MORGANTOWN, W.Va. – Kimberly Conrad, 45, of Weston, did not see her cancer coming. She was going about her life and spending time with her children and grandchildren when she started hemorrhaging.
The emergency room staff at her community hospital found a large tumor in her cervix was invading her bladder and causing it to bleed. After receiving blood transfusions, she was transferred to WVU Medicine J.W. Ruby Memorial Hospital to receive an embolization to stop the bleeding.
Doctors at the WVU Cancer Institute diagnosed her with stage IVA cervical cancer. In stage IV, cervical cancer has spread into other nearby organs, such as the bladder or rectum. Her cancer was treated with low dose chemotherapy with radiation to shrink the tumor.
“It was a long road, and it was hard,” Conrad said. “There were times that I didn’t think I was going to make it because it was so rough, and I was in so much pain.
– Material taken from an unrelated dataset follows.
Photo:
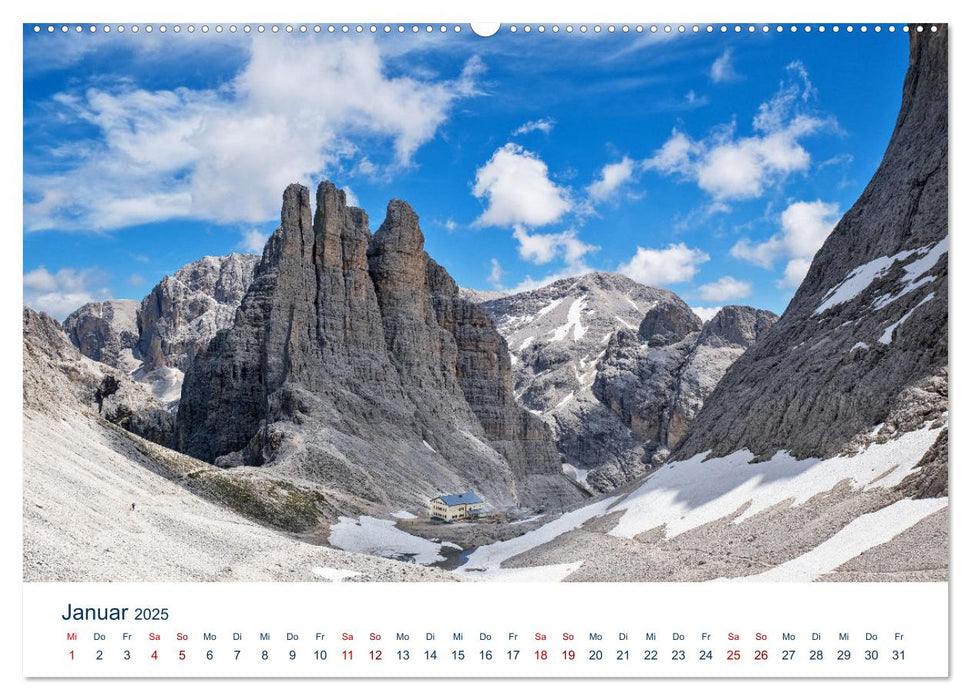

The doctors at WVU Medicine cared for me like I was family. My medical team was there for me when things were scary. They were just so nice.”
Conrad says her doctors helped her keep fighting. They helped her get a room at the Rosenbaum Family House while she was receiving treatment because she lives so far away.
“We are always working to deliver patient-centered care at the WVU Cancer Institute,” Valerie Gavan Turner, M.D., gynecologic oncologist, said. “A cancer diagnosis affects so many parts of patients’ lives, and we have to make sure that they are able to make it to treatments and that they have a strong support system. Our team treats the whole person, not just the disease.”
According to Dr. Galvan Turner, Conrad’s last PET scan showed no signs of cancer.
“Prevention and detection go a long way,” Galvan Turner said. “We recommend that all women under the age of 45 receive the HPV vaccine and receive Pap smears per recommended guidelines.”
Now, Conrad is able to go back to her normal activities. She says she looks forward to being able to spend more time with her children and grandchildren.